Don't dismiss adoption abuses - NRC

www.nrc.nl
16 February 2021

Joustra report Let adoptees be satisfied with their rescue from poverty, it sounds. It's not that simple, warns Anouk Eigenraam.

The report that Minister Dekker for Legal Protection is adopting all conclusions and advice from the Joustra Committee and that intercountry adoption is temporarily suspended with immediate effect, has caused a small earthquake in the adoption country, among adoptees as well as at mediation agencies, adoptive parents and researchers.

Anouk Eigenraam is an FD correspondent in China and wrote the book Welcome to Adoptionland (2017).
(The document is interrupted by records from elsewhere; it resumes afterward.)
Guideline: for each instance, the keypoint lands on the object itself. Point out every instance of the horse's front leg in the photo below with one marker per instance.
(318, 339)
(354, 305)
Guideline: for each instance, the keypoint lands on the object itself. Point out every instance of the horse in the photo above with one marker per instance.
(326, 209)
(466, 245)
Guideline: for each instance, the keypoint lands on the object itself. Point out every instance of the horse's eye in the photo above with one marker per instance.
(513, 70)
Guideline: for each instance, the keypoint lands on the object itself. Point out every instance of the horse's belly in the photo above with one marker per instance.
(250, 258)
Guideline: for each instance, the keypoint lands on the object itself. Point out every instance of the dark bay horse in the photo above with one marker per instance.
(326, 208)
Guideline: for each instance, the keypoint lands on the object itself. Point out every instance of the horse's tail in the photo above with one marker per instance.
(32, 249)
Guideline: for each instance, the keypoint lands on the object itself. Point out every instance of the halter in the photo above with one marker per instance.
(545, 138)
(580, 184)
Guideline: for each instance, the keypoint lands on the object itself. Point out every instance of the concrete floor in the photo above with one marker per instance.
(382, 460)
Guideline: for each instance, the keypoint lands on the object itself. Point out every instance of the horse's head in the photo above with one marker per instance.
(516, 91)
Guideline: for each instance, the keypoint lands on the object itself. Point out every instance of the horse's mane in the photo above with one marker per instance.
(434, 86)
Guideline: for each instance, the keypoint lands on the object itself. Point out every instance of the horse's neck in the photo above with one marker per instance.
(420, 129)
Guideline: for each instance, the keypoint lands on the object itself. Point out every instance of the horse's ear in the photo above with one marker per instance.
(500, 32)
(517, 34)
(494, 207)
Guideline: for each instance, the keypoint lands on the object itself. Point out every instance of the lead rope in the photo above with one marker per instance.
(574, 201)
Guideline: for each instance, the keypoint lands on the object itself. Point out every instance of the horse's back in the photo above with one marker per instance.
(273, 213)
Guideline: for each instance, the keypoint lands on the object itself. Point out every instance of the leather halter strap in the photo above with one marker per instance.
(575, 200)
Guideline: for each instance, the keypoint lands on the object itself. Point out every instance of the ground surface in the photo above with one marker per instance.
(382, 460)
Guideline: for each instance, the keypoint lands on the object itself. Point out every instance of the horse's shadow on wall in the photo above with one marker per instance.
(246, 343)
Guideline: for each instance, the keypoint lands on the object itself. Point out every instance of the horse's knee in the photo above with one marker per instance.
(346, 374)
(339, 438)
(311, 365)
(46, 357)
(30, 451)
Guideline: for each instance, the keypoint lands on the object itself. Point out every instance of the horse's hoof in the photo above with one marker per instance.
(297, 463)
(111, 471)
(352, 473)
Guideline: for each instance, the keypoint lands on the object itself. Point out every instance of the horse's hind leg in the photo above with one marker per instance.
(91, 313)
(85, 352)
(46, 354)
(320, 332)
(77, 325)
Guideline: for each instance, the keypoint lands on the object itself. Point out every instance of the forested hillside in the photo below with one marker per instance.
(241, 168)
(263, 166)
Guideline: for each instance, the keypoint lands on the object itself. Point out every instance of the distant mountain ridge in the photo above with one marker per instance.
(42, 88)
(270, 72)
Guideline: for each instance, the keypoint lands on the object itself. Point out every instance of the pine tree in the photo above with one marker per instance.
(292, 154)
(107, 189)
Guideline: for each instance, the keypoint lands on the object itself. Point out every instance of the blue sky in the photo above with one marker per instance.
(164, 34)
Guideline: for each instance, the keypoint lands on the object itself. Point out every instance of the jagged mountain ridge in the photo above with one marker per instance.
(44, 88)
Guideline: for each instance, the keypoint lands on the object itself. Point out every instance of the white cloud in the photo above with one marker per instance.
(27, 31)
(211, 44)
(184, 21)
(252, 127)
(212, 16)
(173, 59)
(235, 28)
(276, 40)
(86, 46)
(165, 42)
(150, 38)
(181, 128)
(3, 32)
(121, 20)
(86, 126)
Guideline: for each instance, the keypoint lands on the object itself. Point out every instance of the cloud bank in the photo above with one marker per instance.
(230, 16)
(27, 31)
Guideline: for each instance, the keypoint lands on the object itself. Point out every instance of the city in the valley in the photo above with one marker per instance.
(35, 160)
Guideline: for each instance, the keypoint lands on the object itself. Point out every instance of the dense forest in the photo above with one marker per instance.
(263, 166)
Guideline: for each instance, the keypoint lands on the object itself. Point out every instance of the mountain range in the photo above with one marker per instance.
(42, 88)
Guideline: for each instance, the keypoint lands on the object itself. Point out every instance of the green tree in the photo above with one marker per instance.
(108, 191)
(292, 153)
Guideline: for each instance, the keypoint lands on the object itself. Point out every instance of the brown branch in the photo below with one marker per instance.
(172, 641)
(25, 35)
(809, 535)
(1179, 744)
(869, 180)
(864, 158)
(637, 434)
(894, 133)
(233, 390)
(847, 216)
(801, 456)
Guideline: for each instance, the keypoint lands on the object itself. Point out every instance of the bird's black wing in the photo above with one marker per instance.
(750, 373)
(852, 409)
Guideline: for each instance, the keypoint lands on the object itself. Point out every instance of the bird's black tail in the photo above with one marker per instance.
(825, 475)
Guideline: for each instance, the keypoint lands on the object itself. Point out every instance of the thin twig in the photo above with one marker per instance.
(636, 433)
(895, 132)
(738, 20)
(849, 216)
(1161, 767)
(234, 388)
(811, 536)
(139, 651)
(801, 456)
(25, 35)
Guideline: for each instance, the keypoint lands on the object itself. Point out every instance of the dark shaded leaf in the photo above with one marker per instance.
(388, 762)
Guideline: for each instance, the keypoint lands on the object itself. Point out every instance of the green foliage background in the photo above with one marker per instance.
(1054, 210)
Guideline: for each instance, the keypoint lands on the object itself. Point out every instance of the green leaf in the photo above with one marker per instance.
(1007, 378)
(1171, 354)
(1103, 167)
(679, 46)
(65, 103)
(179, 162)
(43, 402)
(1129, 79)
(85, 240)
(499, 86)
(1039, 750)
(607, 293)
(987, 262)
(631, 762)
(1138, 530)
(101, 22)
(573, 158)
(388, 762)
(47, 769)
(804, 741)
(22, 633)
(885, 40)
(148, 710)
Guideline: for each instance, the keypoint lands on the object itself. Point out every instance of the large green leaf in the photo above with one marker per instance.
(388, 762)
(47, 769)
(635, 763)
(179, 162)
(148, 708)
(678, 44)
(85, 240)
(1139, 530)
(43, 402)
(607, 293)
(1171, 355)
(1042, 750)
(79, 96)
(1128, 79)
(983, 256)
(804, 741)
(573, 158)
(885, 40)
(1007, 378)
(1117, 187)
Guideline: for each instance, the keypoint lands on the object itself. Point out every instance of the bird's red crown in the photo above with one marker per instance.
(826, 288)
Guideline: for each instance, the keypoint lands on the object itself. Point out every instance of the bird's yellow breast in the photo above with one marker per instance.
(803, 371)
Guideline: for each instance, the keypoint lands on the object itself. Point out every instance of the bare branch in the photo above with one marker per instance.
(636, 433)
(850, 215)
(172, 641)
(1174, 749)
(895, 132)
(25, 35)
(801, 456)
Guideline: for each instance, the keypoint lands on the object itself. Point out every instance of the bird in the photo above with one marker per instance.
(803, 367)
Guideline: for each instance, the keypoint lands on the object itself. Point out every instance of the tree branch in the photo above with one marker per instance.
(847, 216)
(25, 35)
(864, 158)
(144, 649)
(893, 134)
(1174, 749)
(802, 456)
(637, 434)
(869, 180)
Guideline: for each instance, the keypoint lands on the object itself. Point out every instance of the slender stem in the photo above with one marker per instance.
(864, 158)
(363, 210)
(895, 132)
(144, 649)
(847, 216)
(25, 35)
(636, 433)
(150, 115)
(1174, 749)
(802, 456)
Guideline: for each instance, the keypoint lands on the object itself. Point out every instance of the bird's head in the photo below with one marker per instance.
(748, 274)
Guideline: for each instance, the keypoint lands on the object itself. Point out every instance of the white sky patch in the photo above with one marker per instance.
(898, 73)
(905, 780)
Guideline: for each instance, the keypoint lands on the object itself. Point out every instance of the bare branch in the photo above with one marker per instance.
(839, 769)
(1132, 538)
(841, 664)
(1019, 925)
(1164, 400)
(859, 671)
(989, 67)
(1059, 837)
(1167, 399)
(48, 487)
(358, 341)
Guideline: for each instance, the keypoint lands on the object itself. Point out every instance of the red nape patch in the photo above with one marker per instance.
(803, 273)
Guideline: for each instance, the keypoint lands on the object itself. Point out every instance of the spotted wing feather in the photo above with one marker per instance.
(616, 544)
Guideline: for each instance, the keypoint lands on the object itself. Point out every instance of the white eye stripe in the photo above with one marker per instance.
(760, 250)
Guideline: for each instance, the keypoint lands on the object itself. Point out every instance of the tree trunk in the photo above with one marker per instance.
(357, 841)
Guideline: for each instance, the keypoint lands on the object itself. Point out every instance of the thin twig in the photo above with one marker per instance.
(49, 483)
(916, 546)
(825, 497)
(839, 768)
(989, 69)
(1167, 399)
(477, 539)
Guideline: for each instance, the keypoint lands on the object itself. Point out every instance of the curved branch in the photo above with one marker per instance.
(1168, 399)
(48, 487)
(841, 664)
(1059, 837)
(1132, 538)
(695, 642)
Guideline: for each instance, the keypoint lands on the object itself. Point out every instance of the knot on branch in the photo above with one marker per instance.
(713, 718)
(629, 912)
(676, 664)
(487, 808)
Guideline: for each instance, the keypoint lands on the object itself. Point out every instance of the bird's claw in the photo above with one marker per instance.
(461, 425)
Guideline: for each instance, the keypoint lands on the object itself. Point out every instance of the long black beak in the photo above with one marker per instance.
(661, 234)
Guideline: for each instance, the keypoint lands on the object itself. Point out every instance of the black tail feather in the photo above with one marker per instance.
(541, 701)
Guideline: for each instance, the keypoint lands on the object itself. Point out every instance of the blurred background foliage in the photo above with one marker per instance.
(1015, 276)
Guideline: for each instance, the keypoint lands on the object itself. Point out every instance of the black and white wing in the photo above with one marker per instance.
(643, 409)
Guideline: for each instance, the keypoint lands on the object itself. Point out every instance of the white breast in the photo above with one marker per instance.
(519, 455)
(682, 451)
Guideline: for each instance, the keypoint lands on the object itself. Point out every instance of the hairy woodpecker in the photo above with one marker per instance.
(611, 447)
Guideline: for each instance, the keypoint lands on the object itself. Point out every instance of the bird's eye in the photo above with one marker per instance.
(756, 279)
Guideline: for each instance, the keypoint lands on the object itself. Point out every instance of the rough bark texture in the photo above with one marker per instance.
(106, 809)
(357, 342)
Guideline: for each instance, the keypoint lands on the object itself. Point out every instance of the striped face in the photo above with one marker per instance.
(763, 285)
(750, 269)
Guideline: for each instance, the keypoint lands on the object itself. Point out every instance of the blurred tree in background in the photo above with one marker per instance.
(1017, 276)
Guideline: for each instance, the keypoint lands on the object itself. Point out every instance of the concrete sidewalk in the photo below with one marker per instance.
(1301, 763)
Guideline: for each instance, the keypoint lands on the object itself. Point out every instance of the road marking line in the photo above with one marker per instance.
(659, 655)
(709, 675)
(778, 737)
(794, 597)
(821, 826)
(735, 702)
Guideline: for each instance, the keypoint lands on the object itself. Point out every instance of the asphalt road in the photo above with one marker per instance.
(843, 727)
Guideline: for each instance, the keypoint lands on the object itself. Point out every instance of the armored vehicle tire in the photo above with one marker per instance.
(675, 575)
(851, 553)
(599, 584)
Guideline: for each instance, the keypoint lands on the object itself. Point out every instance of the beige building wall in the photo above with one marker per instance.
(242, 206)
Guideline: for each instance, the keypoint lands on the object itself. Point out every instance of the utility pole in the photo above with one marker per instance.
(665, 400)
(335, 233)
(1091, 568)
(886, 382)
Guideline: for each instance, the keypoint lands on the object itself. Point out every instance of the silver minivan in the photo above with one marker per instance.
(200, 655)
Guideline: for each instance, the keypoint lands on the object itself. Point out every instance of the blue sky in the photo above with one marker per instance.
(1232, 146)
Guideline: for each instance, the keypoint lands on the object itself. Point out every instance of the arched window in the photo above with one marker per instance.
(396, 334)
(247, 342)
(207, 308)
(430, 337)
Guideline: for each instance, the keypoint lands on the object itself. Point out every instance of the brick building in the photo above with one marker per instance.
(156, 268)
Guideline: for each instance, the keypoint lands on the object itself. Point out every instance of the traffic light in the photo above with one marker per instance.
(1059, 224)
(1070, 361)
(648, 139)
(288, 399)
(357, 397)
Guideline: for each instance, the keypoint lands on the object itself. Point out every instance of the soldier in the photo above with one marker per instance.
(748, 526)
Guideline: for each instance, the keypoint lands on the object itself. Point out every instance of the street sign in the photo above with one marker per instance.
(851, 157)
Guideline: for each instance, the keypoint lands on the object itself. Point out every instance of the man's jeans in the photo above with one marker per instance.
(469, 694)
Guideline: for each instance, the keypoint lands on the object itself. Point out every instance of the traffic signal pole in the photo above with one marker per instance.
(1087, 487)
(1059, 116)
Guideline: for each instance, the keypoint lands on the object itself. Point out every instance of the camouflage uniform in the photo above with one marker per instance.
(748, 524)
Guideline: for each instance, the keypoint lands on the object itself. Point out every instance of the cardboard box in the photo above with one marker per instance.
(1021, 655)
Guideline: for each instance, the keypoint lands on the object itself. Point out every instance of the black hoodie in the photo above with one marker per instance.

Many adoptees' interest groups were skeptical about yet another committee investigating intercountry adoption. Time and again, such a committee concluded that there was abuse, some already in the 1960s, 1970s and 1980s identified signs of child trafficking, kidnapping, forgery, corruption. The Pavlovian reaction from politicians, advisers, permit holders and researchers was that international adoption was always in the best interest of the child and that many adoptions went well. It is therefore not surprising that Tom Schulpen, emeritus professor of paediatrics and former medical advisor to adoption organizations, also responds in his opinion piece in NRC (11/2).

No structural research

According to Schulpen, it is forgotten that most adoptions were bona fide and that abuses were not structural. Even if so, is that a reason not to tackle malpractice? More importantly, this has never been studied structurally, not even internationally. The Netherlands has never kept a register of adopted children. Statistics Netherlands has only examined in a survey how satisfied adoptees are with their lives. There are only estimates about whether or not adoptions are illegal.

Schulpen argues that most adopted children are happy with their lives and wonders whether they should be unhappy with their existence now. A ridiculous question. As if unhappy adoptees are forcing other adopted children to be unhappy by drawing attention to their cause. In addition, you can live a very fulfilling life, but that does not mean that you cannot be terribly sad about the fact that, for example, you were never a foundling, but that someone sold you. That you were born on a baby farm. That your mother was told you were stillborn, or that she's been looking for you all her life. That your adoptive parents have been lied to. And so on.

Schulpen is quite daring with his statement that adoptees should "accept that much data is not available and that roots may never be found" and that they should be happy that they "have been freed from great poverty". It is a denial of the substantial number of adoptees who have never been adopted out of poverty at all, but for example because of a cultural taboo such as unmarried motherhood.

The report outlines the situation in countries from which adoptees came, with wars, famine, cultural taboos, disenfranchisement, etc. The fact that there may have been reasons for adopting children is no justification for abuses and certainly not to let them run their course. let. Moreover, poverty has often led to unhealthy financial incentives. Adoption became a demand-driven market, not a supply-driven one. Schulpen says: "With today's knowledge it is easy to judge." Not true, it is not current knowledge. It had been known for decades that there were systematic abuses.

Sad

I find it shocking that a former professor argues that there were waiting lists from thousands of parents, so it is "not strange" that "people sought out ways" and turned to corrupt officials. And to my great surprise he writes that he himself, as a pediatric and tropical doctor, observed that the vaccination data for Chinese adopted children were often incorrect, and reported on this in The Lancet. Bravo. Did he also consider warning the ministry and adoptive parents?

Schulpen demands an apology from the Commission to the mediators and abused adoptive parents. Pathetic and nonsensical. After all, the committee hardly targets adoptive parents. The majority of them knew little about malicious practices. With his plea he comes across as someone who tries very hard to whitewash his own role as a former advisor to adoption organizations. It's sad that someone of his stature isn't able to rise above himself and see the big picture.

Correction (2/18): In an earlier version of this piece, the opinion piece by Tom Schulpen was carelessly quoted. He did not write that adoptees should "accept that much data may never be found." And he did not write that it was "logical" for people to resort to "corruption." Those passages have been adapted above.